God is who he says he is. And he tells us to wait on him for a reason…he wants us to know the depth of joy, love, peace, and satisfaction that life abundantly in him offers. And guess what? When we lift our eyes to Christ and allow his Spirit to fill us and satisfy us, changing everything about our lives isn’t even a thought. Because when we encounter the depths of God – when we truly pause to let God meet with us instead of striving and trying to work to get God’s attention (that is a topic for another day) – then we become changed people. And our lifestyles will naturally change to reflect that over time. 

So what does this have to do with my conviction over too much time, attention, and energy being poured into a silly piece of technology?

It has to do with my heart. With our hearts. It has to do with the sobering reality that far too often, I spend more time talking about what is going on in my world or posting pictures of my life or being connected to all the happenings of my friends than I do spending time with the One who created me and longs to reveal himself to me more each day.

Do you ever feel anxious after scoping out Pinterest, Facebook, Instagram, Twitter or any other website dedicated to empowering people to create their own cyber kingdoms? There is something to that. Because all of these websites captivate our eyes and tempt our hearts to long for the things of the world and our own empowerment rather than casting our eyes on the perfect Savior who not only saved us in the past, but is continuing to save and redeem us each day from our own pride, greed, envy, jealousy, and discouragement. 

You want to hear something scary?

I’m going to tell you anyway. Because this should frighten us and lead to some major reflection and repentance:

The idols of the nations are silver and gold,
the work of human hands.
They have mouths, but do not speak;
they have eyes, but do not see;
they have ears, but do not hear,
nor is there any breath in their mouths.
Those who make them become like them,
so do all who trust in them.

-Psalm 135:15-18

Did you catch that last line?

Those who make them become like them, so do all who trust in them.

Do you know what that means? If we are spending all of our time clutching our technology and posting and viewing pictures and updates, then we will become as dead and lifeless as the technology that we worship. And those thieves which steal our time and our affections will make us blind and deaf to the Truth even when Jesus is staring us directly in the face. I hope that terrifies you the way it terrified me when I heard it presented in a sermon recently.

We must understand – worshipping these earthly idols does not mean singing songs at things other than Jesus. That misunderstanding comes from a poorly constructed theology of worship. Worship is “adoring reverence and regard.” And we better believe that regarding the things or the people in our lives more than Jesus is no different or less absurd than Aaron and the Israelites making much of a statue of a cow. 

The cry of our hearts should be for more of Jesus and his Kingdom and less of our shabby, earthly kingdoms where we pose as kings and queens in a universe that revolves all around our activities.

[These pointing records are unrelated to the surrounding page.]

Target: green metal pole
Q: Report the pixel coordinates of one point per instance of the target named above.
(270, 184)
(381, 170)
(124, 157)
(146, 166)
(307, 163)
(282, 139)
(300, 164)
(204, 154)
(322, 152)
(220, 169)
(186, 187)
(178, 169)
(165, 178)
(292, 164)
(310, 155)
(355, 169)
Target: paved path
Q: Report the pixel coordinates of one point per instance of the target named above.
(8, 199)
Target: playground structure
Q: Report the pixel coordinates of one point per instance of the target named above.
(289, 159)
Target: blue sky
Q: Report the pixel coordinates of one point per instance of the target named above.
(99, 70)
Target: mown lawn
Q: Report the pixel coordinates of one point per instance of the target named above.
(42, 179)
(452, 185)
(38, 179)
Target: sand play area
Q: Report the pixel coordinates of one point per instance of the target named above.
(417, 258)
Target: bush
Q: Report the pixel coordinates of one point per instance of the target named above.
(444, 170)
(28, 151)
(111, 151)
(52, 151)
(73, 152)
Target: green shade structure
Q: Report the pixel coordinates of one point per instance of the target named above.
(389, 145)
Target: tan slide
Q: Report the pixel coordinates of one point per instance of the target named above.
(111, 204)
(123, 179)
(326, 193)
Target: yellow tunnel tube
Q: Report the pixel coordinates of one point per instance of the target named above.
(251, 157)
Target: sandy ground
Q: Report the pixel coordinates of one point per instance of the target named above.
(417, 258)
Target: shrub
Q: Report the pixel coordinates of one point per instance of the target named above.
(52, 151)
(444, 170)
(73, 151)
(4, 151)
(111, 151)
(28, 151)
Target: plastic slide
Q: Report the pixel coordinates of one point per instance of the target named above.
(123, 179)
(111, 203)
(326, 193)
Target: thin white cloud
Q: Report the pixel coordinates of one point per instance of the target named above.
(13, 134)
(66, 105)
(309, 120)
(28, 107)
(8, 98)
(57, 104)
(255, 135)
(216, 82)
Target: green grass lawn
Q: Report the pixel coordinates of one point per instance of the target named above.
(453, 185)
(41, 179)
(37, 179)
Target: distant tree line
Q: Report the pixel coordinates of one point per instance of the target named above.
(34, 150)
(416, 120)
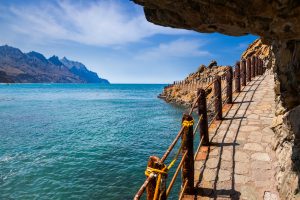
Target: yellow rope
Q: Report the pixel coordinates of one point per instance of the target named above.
(187, 123)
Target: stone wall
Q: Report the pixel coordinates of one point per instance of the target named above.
(286, 124)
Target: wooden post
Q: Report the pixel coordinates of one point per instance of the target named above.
(202, 110)
(229, 78)
(257, 66)
(243, 69)
(260, 66)
(188, 146)
(154, 162)
(218, 97)
(252, 67)
(237, 77)
(248, 66)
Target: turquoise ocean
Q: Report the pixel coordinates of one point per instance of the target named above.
(81, 141)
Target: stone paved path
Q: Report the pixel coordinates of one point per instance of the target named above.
(239, 164)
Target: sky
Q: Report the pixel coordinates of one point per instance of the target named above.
(114, 39)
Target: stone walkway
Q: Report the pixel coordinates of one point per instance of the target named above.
(239, 164)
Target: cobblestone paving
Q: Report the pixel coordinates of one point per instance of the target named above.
(240, 162)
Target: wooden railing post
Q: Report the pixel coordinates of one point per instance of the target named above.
(260, 66)
(256, 66)
(248, 66)
(202, 111)
(229, 78)
(154, 162)
(218, 97)
(188, 146)
(243, 70)
(237, 77)
(252, 67)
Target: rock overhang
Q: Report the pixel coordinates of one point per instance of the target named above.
(271, 20)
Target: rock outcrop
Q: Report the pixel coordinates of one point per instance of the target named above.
(277, 23)
(184, 92)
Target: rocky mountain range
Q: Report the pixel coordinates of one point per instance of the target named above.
(33, 67)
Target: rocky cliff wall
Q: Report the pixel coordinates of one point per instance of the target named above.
(277, 22)
(184, 92)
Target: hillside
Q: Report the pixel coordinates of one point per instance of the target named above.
(33, 67)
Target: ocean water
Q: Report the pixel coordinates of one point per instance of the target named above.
(81, 141)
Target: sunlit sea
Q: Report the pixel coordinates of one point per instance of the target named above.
(81, 141)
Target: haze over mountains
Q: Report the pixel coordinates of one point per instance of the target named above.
(33, 67)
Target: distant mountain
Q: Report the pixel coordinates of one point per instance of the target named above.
(33, 67)
(80, 70)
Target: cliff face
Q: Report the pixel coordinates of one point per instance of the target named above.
(184, 92)
(277, 23)
(33, 67)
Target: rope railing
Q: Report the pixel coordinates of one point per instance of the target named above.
(157, 171)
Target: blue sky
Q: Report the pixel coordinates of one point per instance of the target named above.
(113, 38)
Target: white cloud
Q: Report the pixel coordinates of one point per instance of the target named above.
(100, 23)
(178, 48)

Yes, Jesus frees us from the weight of our sins, but he also wants to free us from the pressure to prove ourselves to others, the anxiety that arises when we focus too long on the things of this world, and the discouragement that abounds when we dedicate ourselves to lives of comparison of others rather than celebration of the One who bought our freedom. 

My earnest hope is that you and I can set aside our idols only after we have taken the time to truly be still and look to Christ for satisfaction and fulfillment. He truly is as worthy as he says he is. And the life of abiding in Christ is also the life which demands and inspires authenticity – the comfort to be who we really are and admit that everything isn’t always hunky-dory, but Jesus is our hope and anchor even when this world threatens to drain us dry and drown us beneath the stormy seas.